A Renova fez algumas reuniões para debater as diretrizes mas depois negou-se a reunir. Ela só retornou novamente para o debate das diretrizes após a judicialização do processo, ou seja, depois que o juiz da 12º vara da Justiça Federal em Belo Horizonte colocou o reassentamento de Gesteira como um dos pontos prioritários, e orientou que a Fundação negociasse as diretrizes e participasse de reuniões de apresentação do projeto do reassentamento pela comunidade e seus parceiros. Essas reuniões aconteceram mas a Renova buscou levar a maioria das diretrizes para decisão judicial, sem entrar em acordo com os atingidos. No final de abril, a Fundação pediu ao juiz para que ele decida como deve ser o abastecimento de água da comunidade, ao invés de uma reunião ou acordo com os atingidos que buscam uma negociação sobre esse tema há mais de um ano.
Outro processo que foi reconhecido com a judicialização é o do reconhecimento das casas da área urbana de Barra Longa que sofreram impactos com a chegada da lama e com sua retirada, durante as ações de reparação. Com muita pressão e argumentos técnicos os atingidos conseguiram que o CIF aprovasse que a Renova era responsável pela reforma de cerca de 400 moradias em Barra Longa, devido ao impacto das obras, máquinas e caminhões que passaram pelas ruas da cidade.
Depois de algum tempo de expectativa de como esse processo seria operacionalizado, a Renova aceitou pagar uma equipe técnica de confiança dos atingidos para avaliar qual ação deveria ser feita em cada moradia e como; o que depois seria levado para negociação com a Renova. Mas essa equipe nunca foi paga porque no meio desse processo começou-se a judicialização do tema moradia e o juiz nomeou então um perito para fazer vistorias nas casas e ver se de fato elas foram atingidas. Ou seja, houve um retrocesso de 1 ano ou mais na garantia dos direitos dos atingidos. Com o valor gasto para pagar o perito talvez já fosse possível reformar a maioria das casas.

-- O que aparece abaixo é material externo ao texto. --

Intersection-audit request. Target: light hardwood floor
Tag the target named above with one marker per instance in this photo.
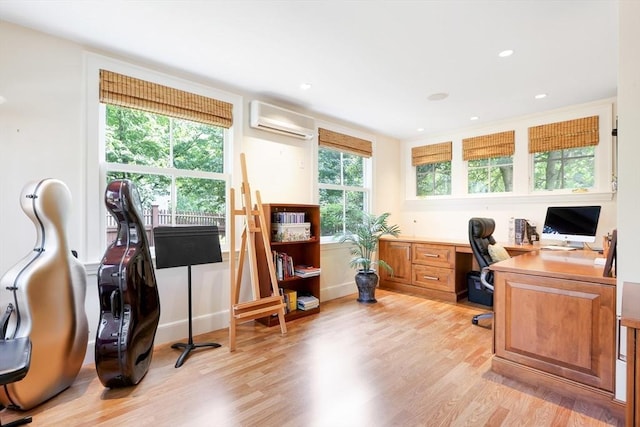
(405, 361)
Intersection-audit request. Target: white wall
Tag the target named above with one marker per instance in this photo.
(45, 132)
(628, 155)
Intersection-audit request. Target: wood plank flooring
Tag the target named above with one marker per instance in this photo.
(405, 361)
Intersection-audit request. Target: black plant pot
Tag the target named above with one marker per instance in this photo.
(367, 283)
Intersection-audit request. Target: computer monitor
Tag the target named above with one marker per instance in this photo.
(571, 224)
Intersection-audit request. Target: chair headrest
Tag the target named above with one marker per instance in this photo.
(481, 228)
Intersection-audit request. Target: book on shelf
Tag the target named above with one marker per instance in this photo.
(307, 302)
(306, 271)
(283, 264)
(287, 217)
(291, 299)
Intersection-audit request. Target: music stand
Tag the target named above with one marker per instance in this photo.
(187, 246)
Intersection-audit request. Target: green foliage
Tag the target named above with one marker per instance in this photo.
(433, 179)
(340, 207)
(364, 237)
(490, 175)
(569, 169)
(135, 137)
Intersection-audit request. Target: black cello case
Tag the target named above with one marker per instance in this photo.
(129, 300)
(42, 297)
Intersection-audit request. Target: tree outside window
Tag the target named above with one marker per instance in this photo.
(177, 166)
(433, 179)
(572, 168)
(490, 175)
(343, 194)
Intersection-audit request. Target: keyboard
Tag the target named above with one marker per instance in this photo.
(558, 248)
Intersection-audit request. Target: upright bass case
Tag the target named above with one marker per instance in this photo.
(129, 300)
(43, 297)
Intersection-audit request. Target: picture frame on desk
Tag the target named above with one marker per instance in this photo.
(611, 256)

É preciso perguntar como a Fundação Renova consegue fazer uma (não) reparação dessa forma. E para responder a essa pergunta é também preciso lembrar que, na verdade, estamos lidando com empresas: Renova, Vale, Samarco e BHP Billiton. Para empresas o lucro está acima da vida e a prática da reparação é uma forma de manter o poder, o controle, o lucro, a imagem, e não a vida, não a satisfação.

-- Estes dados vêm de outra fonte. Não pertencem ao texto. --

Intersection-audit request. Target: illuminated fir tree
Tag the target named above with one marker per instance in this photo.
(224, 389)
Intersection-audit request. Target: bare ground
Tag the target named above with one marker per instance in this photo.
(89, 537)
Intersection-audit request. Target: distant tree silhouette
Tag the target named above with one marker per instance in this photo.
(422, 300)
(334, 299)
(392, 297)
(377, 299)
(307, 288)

Essa prática da reparação executada pelas empresas multinacionais se baseia no não reconhecimento de todos os atingidos, na violação do direito à participação tentando limitá-lo ao máximo e em algumas fases do conflito, no uso da tática da judicialização, levando as decisões para uma esfera ainda mais distante dos atingidos.
Com toda essa reparação que não está sendo feita e que viola mais direitos, os atingidos se encontram em uma situação de extrema vulnerabilidade psíquica e de renda, onde tendem a aceitar qualquer proposta que a empresa venha fazer a eles. Os que ousam enfrentar a empresa e suas propostas têm que superar a vulnerabilidade e passar por situações de demora, angústia, violação e ameaça. Apenas com muita organização, coletividade, restabelecimento de relações de confiança, argumento, compreensão de seus papéis e luta é possível conquistar o direito a uma reparação integral e justa.